La boîte à outils enterrée avec elle comprenait « des pointes de projectile en pierre pour abattre de gros animaux, un couteau et des flocons de roche pour enlever les organes internes et des outils pour gratter et tanner les peaux ».

Les chercheurs ont utilisé l’analyse des protéines des restes dentaires pour confirmer que les restes étaient des femmes.

Ils ont utilisé des examens osseux pour conclure qu’elle était peut-être âgée de 17 à 19 ans lorsqu’elle est décédée.

La découverte a inspiré les chercheurs à examiner les archives archéologiques d’autres sites funéraires en Amérique du Nord et du Sud.

Ils ont trouvé des preuves de 27 individus enterrés avec des outils de chasse au gros gibier – 11 femmes et 16 hommes, ce qui suggère qu’entre 30% et 50% des chasseurs de gros gibier qui vivaient il y a plus de 10000 ans dans les Amériques étaient des femmes.

Le professeur Haas a déclaré: «Nos découvertes m’ont amené à repenser la structure organisationnelle la plus élémentaire des anciens groupes de chasseurs-cueilleurs et des groupes humains en général.

«Parmi les chasseurs-cueilleurs historiques et contemporains, il est presque toujours vrai que les mâles sont les chasseurs et les femelles sont les cueilleuses.

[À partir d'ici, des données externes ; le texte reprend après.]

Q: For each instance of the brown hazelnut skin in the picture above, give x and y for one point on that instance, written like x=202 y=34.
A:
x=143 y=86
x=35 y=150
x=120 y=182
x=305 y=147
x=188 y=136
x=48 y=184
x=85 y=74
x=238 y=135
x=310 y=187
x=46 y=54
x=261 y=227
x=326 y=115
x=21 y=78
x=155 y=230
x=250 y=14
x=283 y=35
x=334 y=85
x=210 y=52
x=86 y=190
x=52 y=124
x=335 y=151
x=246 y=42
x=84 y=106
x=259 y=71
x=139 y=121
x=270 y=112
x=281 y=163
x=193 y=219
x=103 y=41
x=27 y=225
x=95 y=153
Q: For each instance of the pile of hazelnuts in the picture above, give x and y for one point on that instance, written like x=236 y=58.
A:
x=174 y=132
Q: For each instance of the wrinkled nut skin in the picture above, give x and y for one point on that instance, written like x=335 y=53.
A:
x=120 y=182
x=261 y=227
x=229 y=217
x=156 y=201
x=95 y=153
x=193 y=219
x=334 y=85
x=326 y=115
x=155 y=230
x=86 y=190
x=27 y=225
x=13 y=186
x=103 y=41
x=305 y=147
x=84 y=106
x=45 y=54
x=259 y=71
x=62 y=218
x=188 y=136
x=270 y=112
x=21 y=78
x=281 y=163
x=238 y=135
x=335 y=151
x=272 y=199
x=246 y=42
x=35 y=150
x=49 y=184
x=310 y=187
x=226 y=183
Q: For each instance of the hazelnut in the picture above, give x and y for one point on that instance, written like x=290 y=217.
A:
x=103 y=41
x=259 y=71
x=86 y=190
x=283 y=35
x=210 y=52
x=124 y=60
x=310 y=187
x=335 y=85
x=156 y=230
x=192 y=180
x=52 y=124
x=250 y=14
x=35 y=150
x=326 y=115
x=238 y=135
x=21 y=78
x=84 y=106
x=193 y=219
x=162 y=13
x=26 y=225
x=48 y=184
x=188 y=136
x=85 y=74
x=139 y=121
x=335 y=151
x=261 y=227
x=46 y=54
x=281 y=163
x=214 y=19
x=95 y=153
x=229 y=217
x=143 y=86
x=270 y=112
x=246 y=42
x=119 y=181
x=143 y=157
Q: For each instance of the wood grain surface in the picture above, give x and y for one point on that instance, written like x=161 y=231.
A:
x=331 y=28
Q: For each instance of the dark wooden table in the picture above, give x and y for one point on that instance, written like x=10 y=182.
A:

«Pour cette raison – et probablement à cause d’hypothèses sexistes sur la division du travail dans la société occidentale – les découvertes archéologiques de femmes avec des outils de chasse ne correspondaient tout simplement pas aux visions du monde dominantes.

« Il a fallu un dossier solide pour nous aider à reconnaître que le modèle archéologique indiquait un comportement de chasse réel des femmes. »

La recherche est publiée dans la revue Science Advances.